Trabuco Hills High became the first Unified Champion School in Orange County in 2015. But other SVUSD campuses have since launched similar programs, and April 4 marked the first time a Special Olympics Unified Sports event was held districtwide.
“The unified movement kind of goes from ‘We’re buddies’ to ‘We’re classmates’ to ‘We’re teammates and we’re friends,’” special education teacher Kara Johnson told the Register.
Here are some more stories from the week ending April 12:
- The OC Fair’s three-day Imaginology festival kicks off Friday, April 12 in Costa Mesa and continues through the weekend. The event features hands-on STEM activities, workshops and competitions for kids and teens — and will introduce an eSports Playground this year.
- Two student teams are sharing a giant, high-altitude balloon to help answer scientific questions — like if wireless charging works at 100,000 feet and whether liquids such as antifreeze and kerosene will freeze at such a height.
- A team from Estancia High bested squads from nine area high schools at the Southern California Building Industry Association’s annual “Design/Build” competition, which challenged students to construct a tilt-roof garden shed with a Dutch door, window, vent and flower box.

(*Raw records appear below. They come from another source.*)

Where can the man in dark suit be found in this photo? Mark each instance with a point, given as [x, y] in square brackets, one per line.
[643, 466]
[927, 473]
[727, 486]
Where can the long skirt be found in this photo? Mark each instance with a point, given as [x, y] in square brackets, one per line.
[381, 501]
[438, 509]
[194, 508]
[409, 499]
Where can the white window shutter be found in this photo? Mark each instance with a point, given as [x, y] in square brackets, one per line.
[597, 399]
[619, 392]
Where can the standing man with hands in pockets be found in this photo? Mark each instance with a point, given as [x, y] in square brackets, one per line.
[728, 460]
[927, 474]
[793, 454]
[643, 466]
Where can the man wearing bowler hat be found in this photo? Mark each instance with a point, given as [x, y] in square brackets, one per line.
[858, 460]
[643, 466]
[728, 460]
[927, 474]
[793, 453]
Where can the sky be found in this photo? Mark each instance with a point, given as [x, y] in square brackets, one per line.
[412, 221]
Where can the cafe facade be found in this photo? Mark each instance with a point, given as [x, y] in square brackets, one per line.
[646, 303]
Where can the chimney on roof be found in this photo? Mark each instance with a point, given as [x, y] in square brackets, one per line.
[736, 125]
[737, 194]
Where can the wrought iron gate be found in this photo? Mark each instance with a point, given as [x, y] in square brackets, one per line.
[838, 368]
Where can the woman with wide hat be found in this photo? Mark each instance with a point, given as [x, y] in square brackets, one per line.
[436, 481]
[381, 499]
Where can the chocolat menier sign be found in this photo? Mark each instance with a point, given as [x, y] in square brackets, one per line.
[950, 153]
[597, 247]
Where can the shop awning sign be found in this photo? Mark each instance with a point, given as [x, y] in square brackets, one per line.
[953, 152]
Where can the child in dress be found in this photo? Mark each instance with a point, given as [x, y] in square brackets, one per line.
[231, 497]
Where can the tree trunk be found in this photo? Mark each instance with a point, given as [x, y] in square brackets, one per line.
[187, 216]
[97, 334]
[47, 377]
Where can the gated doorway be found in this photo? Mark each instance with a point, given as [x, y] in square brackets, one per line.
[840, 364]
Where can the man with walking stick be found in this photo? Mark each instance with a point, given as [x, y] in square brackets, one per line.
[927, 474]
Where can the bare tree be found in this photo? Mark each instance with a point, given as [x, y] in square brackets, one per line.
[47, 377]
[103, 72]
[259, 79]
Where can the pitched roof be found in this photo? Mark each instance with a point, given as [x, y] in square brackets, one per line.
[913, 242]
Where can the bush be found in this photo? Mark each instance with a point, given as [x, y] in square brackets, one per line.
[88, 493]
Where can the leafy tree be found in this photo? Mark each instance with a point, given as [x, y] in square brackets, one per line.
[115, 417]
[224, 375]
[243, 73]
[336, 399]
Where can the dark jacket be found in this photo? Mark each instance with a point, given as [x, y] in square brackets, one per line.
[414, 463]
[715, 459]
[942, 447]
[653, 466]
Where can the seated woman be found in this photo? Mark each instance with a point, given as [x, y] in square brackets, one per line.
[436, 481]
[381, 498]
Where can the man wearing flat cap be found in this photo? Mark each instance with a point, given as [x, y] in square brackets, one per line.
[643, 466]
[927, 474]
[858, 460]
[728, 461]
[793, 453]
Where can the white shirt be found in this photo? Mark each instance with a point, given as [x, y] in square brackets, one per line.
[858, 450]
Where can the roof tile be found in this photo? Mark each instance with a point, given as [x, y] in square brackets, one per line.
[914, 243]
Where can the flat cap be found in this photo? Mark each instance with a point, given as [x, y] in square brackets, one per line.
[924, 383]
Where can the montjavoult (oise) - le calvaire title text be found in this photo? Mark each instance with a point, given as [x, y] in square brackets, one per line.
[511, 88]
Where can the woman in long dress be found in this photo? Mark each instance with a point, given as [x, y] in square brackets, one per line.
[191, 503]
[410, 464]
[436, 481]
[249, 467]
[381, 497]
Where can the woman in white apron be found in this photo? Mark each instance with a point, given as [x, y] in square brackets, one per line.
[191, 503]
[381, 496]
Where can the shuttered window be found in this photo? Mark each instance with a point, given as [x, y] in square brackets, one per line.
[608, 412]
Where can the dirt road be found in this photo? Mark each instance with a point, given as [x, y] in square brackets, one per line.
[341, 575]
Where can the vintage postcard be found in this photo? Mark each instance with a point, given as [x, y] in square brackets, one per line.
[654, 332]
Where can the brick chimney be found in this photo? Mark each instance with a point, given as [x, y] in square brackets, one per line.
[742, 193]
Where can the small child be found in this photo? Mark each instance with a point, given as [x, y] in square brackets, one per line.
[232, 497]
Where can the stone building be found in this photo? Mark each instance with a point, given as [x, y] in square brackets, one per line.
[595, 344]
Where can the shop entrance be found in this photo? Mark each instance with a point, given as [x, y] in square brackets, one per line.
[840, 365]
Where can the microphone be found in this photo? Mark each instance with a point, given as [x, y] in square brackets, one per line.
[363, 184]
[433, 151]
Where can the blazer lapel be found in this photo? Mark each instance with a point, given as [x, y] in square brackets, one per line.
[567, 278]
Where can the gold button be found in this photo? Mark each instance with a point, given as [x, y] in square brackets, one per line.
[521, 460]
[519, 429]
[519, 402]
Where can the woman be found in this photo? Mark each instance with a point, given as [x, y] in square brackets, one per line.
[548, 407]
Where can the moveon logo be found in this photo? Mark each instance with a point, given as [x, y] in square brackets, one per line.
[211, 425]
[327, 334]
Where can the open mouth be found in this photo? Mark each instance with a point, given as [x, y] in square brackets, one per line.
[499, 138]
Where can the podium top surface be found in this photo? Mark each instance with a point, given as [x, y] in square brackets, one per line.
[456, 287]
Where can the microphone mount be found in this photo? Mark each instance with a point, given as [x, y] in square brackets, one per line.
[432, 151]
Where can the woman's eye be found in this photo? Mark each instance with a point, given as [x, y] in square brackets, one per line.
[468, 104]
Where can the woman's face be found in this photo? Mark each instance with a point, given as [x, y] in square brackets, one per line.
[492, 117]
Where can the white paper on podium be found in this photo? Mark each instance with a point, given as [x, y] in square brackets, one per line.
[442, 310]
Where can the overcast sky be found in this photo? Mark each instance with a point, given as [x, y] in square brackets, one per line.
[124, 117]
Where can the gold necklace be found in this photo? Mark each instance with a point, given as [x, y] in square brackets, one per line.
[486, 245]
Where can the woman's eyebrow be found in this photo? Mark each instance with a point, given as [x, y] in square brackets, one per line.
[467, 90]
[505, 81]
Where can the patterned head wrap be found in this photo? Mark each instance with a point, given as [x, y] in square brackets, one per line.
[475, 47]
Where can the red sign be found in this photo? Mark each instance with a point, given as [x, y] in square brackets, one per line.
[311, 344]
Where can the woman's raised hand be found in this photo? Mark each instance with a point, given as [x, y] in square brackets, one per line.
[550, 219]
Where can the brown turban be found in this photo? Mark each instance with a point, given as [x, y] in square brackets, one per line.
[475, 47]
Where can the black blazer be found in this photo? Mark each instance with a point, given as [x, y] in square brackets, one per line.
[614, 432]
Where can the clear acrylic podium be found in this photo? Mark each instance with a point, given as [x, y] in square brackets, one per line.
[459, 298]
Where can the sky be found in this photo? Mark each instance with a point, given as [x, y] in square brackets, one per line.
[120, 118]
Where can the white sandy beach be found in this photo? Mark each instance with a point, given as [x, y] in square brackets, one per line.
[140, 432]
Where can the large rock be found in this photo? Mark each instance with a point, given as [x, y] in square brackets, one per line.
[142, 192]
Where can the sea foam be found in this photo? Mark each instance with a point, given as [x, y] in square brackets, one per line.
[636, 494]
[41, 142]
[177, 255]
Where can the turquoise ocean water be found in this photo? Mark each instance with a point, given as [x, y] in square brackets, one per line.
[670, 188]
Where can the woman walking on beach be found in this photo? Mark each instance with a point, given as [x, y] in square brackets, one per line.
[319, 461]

- John Albert, principal of California Elementary School in Orange Unified, was named an Apple Distinguished Educator for its 25th anniversary class of 2019, joining more than 2,400 ADEs in 45 countries. The program was created by Apple in 1994 to recognize educators who use the company’s technology to “transform teaching and learning.”
- Thousands of California students in low-income communities are learning computer coding after school through the Kids Code program, which is funded through $15 million in grants.
- A pair of teams from OCDE’s Deaf and Hard of Hearing Program won their divisions in the national Battle of the Books reading competition hosted by Gallaudet University in Washington, D.C.
- CSU leaders are considering requiring a fourth year of high school math for freshmen applicants. Administrators say the additional course could be calculus, statistics, computer science or personal finance.
- Too many students graduate without a basic foundation of financial literacy, says a state lawmaker who’s introduced a bill that would require high school economics courses to include sections on budgeting, credit and managing debt.
- Students from the Fullerton School District showcased robotics, gave TED Talks, participated in an eSports tournament and staged a film festival during the annual FSD Fest on April 5 and 6. The Register has a gallery of photos.
- Charter school advocates packed a Capitol hearing to challenge a set of Assembly bills that would hand over greater control of charters to local school districts and place a statewide cap on their total number.
- Students from Esencia Elementary School in Rancho Mission Viejo raised rainbow trout for 10 weeks and released them into Trabuco Creek as part of the Trout in the Classroom program.
- And finally, a trio of educational leaders from Huntington Beach and Tustin has earned statewide honors through the Association of California School Administrators’ annual awards program.